I wish we could see our opportunities more plainly, but I do not think the time is yet ripe. It seems to me that in the Beginners and Primary departments we have a chance to study child nurture as we have never been able to study it before. We have books on psychology and pedagogy. We can read the related books on any theme. We can let one teacher take the theme work, and then let other teachers take the work for the individ- ual lessons. We must find the point of contact in our teaching. We can drive home the point we wish to emphasize by some simple yet forceful illustration.

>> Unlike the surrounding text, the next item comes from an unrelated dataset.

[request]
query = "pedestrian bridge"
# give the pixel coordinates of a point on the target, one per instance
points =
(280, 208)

Let some member of the union be appointed superintendent or chair- man of the picture work. Have pictures brought to the union day by day, different pictures, pictures that are solely for the teacher's use, that will help her get this background of knowledge, that will help her to see the truth of the lesson. Some of those can be borrowed from the library, or the union can set aside a little sum and have its own collection. These pictures can be mounted upon cardboard, and numbered, and you can lend them to the teachers. Have pictures first for the teacher's use, then pictures for the use of the teacher and pupils, then pictures for the use of the pupils alone. The different sets of pictures may be each put into a large envelope, with the name of the lesson and the titles of the pictures written upon it, and they will be there constantly ready for use.

Go on with this first year's work. You will train leaders who can take this year's work at no other time. We have now come to the place where the union may come into its own; where it may do the work it has always stood for, but has never had a chance to do before.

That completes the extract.